Please forgive me for typo-s - such a long message - just want it "out there" to see if i can get any suggestions please. Thanks for listening...


----------



## IRISH13 (Jul 28, 2010)

Sounds like your not really there for his needs and he's not really there for yours. Sounds like you both may be depressed. Go see someone becuase it won't get any better.


----------



## violetgypsie (Nov 17, 2010)

I am very sorry for your situation and can relate to many of your issues. 

I have found much, much, much relief in changing how I think and feel about things. And it was much easier than I thought.

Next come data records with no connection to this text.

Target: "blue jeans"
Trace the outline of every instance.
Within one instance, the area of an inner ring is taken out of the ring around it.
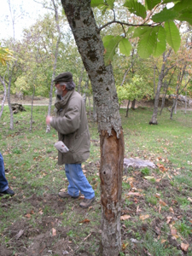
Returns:
[[[0,192],[3,192],[9,189],[8,181],[4,173],[4,161],[0,153]]]
[[[79,190],[86,199],[95,196],[95,192],[89,183],[81,168],[81,164],[66,164],[66,176],[69,182],[67,193],[72,196],[79,196]]]

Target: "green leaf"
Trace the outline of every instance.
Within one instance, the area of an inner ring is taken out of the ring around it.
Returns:
[[[131,48],[132,48],[132,46],[127,38],[122,38],[121,41],[119,42],[120,53],[125,55],[125,56],[130,55]]]
[[[142,17],[143,19],[146,18],[147,14],[145,7],[136,0],[126,0],[124,6],[127,7],[131,14]]]
[[[163,26],[158,26],[154,28],[157,33],[157,38],[154,44],[153,55],[158,57],[161,55],[166,49],[166,31]]]
[[[165,30],[166,32],[166,42],[174,51],[177,52],[181,44],[181,38],[177,27],[173,21],[166,21]]]
[[[150,27],[149,30],[139,38],[137,47],[138,55],[144,59],[149,57],[154,51],[156,40],[157,34],[155,30]]]
[[[146,33],[149,29],[150,29],[150,27],[148,27],[148,26],[137,27],[134,31],[134,34],[133,34],[132,38],[134,38],[141,37],[143,34]]]
[[[170,9],[167,9],[166,8],[164,8],[164,9],[160,12],[159,14],[156,14],[152,16],[152,20],[154,22],[164,22],[164,21],[168,21],[168,20],[174,20],[178,14],[177,12],[174,12],[171,10]]]
[[[153,8],[154,8],[155,5],[157,5],[160,2],[161,0],[146,0],[145,6],[148,9],[151,10]]]
[[[108,38],[106,38],[107,37]],[[104,61],[105,64],[108,66],[113,61],[113,55],[115,55],[115,49],[117,49],[119,43],[122,40],[122,37],[107,37],[103,38],[103,44],[105,47]]]
[[[182,0],[179,3],[177,3],[172,9],[179,13],[192,12],[191,0]]]
[[[162,4],[164,3],[174,3],[174,2],[178,2],[178,1],[183,1],[183,0],[164,0]]]
[[[108,36],[105,36],[102,38],[102,43],[103,43],[103,45],[104,47],[108,47],[109,42],[114,38],[114,36],[111,36],[111,35],[108,35]]]
[[[103,0],[91,0],[90,6],[91,7],[98,7],[99,5],[105,5]]]
[[[179,17],[177,17],[177,20],[181,20],[181,21],[187,21],[190,25],[192,25],[191,13],[184,13],[184,14],[181,15]]]
[[[127,34],[127,35],[128,35],[128,34],[131,34],[132,32],[134,32],[134,30],[135,30],[135,27],[134,27],[134,26],[130,26],[130,27],[128,28],[128,31],[127,31],[126,34]]]
[[[110,9],[113,9],[113,7],[114,7],[114,1],[115,1],[115,0],[107,0],[107,3],[108,3],[108,8],[109,8]]]

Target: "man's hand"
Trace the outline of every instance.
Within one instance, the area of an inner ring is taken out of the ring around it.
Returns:
[[[51,120],[52,120],[52,116],[48,115],[48,116],[46,117],[46,124],[47,124],[47,125],[50,125]]]

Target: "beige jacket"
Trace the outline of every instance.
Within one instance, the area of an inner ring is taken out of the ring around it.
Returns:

If you would like to find joy and peace in any situation - past or present I invite you to contact me for a no cost confidential consultation.

Peace be with you. 

Sherry


----------



## luvintokyo (May 10, 2010)

You should probably get him to read the book "No more Mr Nice guy". He is unlikely to change if you dont find a way to make him see how much this is affecting you. Its important for the kids as well as your mental well being. Procastinators can waste a whole lifetime, its not intentional but they dont even realise that they are doing it. You have to find a way of holding on to your money and let him no he needs to provide for his household. If he is so religious its mandated in the Bible. If you dont find a way to make him see reason eg counselling, friends, letters any way at all possible, it will have dire consequences financially and emotionally in the future.


----------